Several years ago, I bought some ceramic blades. I thought that these might be an easier alternative to metal blades that can be difficult travelling through airport security. These are still the small (approved) blade size, but don’t set off metal detectors. While testing a bunch of ferro rods, I tried striking with one of these ceramic blades. The results were INCREDIBLE. Compared to steel, the ceramic produced far greater spark volume. Up until this time, I was struggling to get enough spark volume with the size limitations of a steel striker and a rod small enough to fit into one of our VSSL tins. It was one of those “eureka” moments.
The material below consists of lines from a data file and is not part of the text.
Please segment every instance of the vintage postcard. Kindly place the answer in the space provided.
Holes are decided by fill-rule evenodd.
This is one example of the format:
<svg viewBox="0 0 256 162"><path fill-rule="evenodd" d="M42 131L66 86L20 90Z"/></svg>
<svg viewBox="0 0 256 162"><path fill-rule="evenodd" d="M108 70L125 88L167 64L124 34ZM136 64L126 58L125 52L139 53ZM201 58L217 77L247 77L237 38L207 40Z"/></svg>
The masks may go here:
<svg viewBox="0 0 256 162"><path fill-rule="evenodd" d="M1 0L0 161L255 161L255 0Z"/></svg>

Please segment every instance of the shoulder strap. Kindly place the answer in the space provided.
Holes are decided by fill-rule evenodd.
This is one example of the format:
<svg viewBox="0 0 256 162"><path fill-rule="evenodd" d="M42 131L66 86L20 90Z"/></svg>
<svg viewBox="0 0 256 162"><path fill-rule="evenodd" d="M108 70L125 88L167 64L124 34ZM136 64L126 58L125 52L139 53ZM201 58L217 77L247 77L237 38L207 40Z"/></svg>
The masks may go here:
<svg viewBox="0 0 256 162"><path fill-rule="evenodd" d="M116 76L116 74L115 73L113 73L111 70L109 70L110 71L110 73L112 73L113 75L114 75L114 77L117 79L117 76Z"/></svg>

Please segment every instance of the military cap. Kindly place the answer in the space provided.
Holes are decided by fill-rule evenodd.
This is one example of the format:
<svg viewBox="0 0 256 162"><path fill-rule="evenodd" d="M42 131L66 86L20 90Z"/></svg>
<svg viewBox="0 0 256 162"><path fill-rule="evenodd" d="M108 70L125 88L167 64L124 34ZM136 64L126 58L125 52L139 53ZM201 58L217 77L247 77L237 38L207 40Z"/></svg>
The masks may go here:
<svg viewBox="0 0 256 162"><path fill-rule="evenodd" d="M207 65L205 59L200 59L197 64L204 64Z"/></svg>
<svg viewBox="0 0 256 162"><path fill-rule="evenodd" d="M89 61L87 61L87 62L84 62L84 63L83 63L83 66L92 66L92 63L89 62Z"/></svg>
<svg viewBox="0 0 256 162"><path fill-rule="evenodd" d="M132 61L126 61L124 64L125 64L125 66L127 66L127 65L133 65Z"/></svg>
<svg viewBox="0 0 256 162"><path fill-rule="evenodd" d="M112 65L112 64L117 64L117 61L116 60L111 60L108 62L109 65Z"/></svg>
That turned out to be the easy part! The reason it’s taken me a few years to go from “eureka” to a getting a product in your hands is because sourcing all the components, particularly a ceramic blade manufacturing partner wasn’t easy. We weren’t asking to buy something they already make, but, like nearly all our VSSL components, we were asking them to create a very unique blade/striker shape, completely custom for us. We then take this unique shaped ceramic blade and send it to our factory that encases it in metal zinc alloy cast housing, making it incredibly durable. And our ferro rods are also completely custom. They come from another factory. This factory attaches a rot resistant double braided polyester (Dacron) lanyard, that comes from yet another supplier. To get this tin in your hands requires 7 different and custom components and suppliers. And with the exception of the fire-starting tabs, all these parts are manufactured to our specifications, exclusively for us.
All these components then arrive at our warehouse in Abbotsford, BC where our assembly crew packs the units together with our instructions and fire-starting tabs into one of our tins.
I’m extremely proud to be bringing this “no compromise” solution to our loyal VSSL customers. I’ve learned a lot about manufacturing outdoor products over the last several years, and we now have a very well-defined set of “DESIGN PRINCIPLES” that will ensure we’re making the best products, even if I get hit by a truck, or eaten by a bear. Part of these design principles are about creating what we know is right, even if it isn’t easy.